Pendahuluan
Komisi IV DPR RI melakukan kunjungan kerja ke China untuk mempelajari permasalahan penyusutan lahan pertanian yang juga dialami Indonesia, serta mencari solusi inovatif yang dapat diterapkan di tanah air. Wakil Ketua Komisi IV DPR, Alex Indra Lukman menyampaikan bahwa Indonesia dan China menghadapi tantangan serupa terkait alih fungsi lahan pertanian yang menyebabkan penyusutan lahan sawah.
Dalam kunjungan tersebut, delegasi DPR diterima di China Academy of Agricultural Sciences (CAAS) dan mengunjungi Gedung Smart Vertical Farming untuk mempelajari pengembangan pertanian vertikal yang menggabungkan teknologi modern seperti Internet of Things (IoT) dan Artificial Intelligence (AI).
Analisis Penyebab dan Dampak Penyusutan Lahan Pertanian
Penyusutan lahan pertanian di Indonesia tercatat menyusut seluas 300.000 hektar pada periode 2013 hingga 2019 menurut data BPS. Fenomena ini utamanya disebabkan oleh alih fungsi lahan untuk kepentingan non-pertanian, seperti perumahan dan industri, yang mengurangi luas lahan produktif yang dapat digunakan untuk bercocok tanam.
Hal serupa juga dialami oleh China, yang memiliki keterbatasan lahan subur akibat topografi dan iklim.

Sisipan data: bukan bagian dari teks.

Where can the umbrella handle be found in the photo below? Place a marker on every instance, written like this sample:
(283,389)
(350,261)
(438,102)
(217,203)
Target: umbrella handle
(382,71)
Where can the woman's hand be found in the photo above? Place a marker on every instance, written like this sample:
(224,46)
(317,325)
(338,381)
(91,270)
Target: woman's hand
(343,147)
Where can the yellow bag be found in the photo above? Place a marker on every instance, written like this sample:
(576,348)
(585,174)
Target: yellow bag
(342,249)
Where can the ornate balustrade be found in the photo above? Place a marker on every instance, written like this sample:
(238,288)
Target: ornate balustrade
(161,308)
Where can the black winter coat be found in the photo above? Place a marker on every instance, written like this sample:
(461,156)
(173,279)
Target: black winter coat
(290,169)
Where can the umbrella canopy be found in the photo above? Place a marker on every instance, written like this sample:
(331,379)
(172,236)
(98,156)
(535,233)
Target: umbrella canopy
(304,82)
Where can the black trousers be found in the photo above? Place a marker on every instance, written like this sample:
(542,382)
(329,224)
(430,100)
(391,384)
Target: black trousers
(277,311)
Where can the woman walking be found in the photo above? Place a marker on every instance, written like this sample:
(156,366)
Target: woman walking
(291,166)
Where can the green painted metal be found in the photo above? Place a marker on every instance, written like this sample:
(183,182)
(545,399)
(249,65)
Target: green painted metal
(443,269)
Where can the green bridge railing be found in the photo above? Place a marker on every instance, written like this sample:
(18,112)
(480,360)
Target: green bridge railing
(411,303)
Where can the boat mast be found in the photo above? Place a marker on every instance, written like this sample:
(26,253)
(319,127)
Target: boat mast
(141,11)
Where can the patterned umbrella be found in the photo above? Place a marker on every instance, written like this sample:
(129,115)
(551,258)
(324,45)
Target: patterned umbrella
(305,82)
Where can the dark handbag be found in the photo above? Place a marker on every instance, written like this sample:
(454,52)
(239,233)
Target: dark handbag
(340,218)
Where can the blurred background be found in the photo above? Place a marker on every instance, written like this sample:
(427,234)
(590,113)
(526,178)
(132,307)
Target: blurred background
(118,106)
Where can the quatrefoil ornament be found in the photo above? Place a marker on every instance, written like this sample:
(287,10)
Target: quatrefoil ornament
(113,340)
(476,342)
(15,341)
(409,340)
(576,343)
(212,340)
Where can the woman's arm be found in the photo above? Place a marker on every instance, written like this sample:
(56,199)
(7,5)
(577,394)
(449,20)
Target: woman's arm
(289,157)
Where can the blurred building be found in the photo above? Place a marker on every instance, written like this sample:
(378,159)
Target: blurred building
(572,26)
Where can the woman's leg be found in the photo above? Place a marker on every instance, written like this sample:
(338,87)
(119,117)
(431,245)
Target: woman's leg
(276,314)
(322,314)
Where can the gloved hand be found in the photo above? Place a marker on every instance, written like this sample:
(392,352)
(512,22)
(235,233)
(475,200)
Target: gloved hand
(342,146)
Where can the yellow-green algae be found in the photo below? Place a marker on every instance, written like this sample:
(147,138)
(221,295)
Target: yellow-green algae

Hanya sekitar 10% luas daratan China yang cocok untuk bercocok tanam. Penyusutan lahan ini berpotensi mengancam ketahanan pangan nasional jika tidak ada solusi efektif.
Solusi Pertanian Vertikal dan Pemanfaatan Smart Farming
China mengatasi isu ini dengan inovasi pertanian vertikal yang efisien dan modern di perkotaan. Teknologi pertanian cerdas tersebut menggunakan sistem otomasi dan integrasi IoT serta AI untuk mengelola tanaman secara optimal dengan penggunaan lahan dan air yang lebih efisien.
Konsep pertanian vertikal memungkinkan produksi pangan di area terbatas sekaligus mengurangi ketergantungan pada lahan tradisional yang semakin berkurang. Ini menjadi solusi strategis dalam menghadapi tantangan lahan pertanian yang menyusut akibat urbanisasi.
Alex Indra Lukman juga menyoroti pentingnya mendukung inovasi petani lokal di Indonesia, seperti inovasi Sawah Pokok Murah (SPM) di Sumatera Barat yang bertujuan menekan biaya produksi petani. Namun, inovasi tersebut masih memerlukan dukungan riset mendalam dari pemerintah untuk meningkatkan efektivitas dan produktivitasnya.
Data Pendukung dan Kutipan Pakar
Berdasarkan data Badan Pusat Statistik periode 2013-2019, lahan sawah di Indonesia menyusut 300.000 hektar. Hal ini menjadi alarm bagi pengelolaan sumber daya pangan nasional.
Ketua Komisi IV DPR RI, Titiek Soeharto, memimpin delegasi yang mengunjungi CAAS di Beijing sebagai bagian dari upaya pembelajaran sistem pertanian modern. Selama kunjungan, mereka mendapatkan informasi teknis langsung mengenai pertanian vertikal cerdas.
Wakil Ketua Komisi IV DPR, Alex Indra, mengutip pernyataan Presiden pertama Indonesia Sukarno bahwa “Pangan adalah hidup matinya sebuah bangsa” yang menegaskan pentingnya ketahanan pangan bagi keberlangsungan suatu negara.
Kesimpulan dan Rekomendasi
Penyusutan lahan pertanian menjadi tantangan serius bagi ketahanan pangan Indonesia, yang memerlukan solusi inovatif dan dukungan riset yang kuat. Belajar dari teknologi pertanian vertikal dan smart farming di China dapat menjadi langkah strategis untuk mengatasi keterbatasan lahan.
Pemerintah dan lembaga riset diharapkan aktif mendukung inovasi petani lokal, seperti metode Sawah Pokok Murah di Sumatera Barat, melalui riset dan pendanaan yang memadai. Hal ini penting agar ketahanan pangan nasional dapat terjaga dan kualitas hidup petani meningkat.
Selain itu, perlu adanya penguatan regulasi dan perlindungan terhadap lahan pertanian agar alih fungsi lahan dapat diminimalkan dan keberlanjutan sektor pertanian tetap terjaga bagi generasi berikutnya.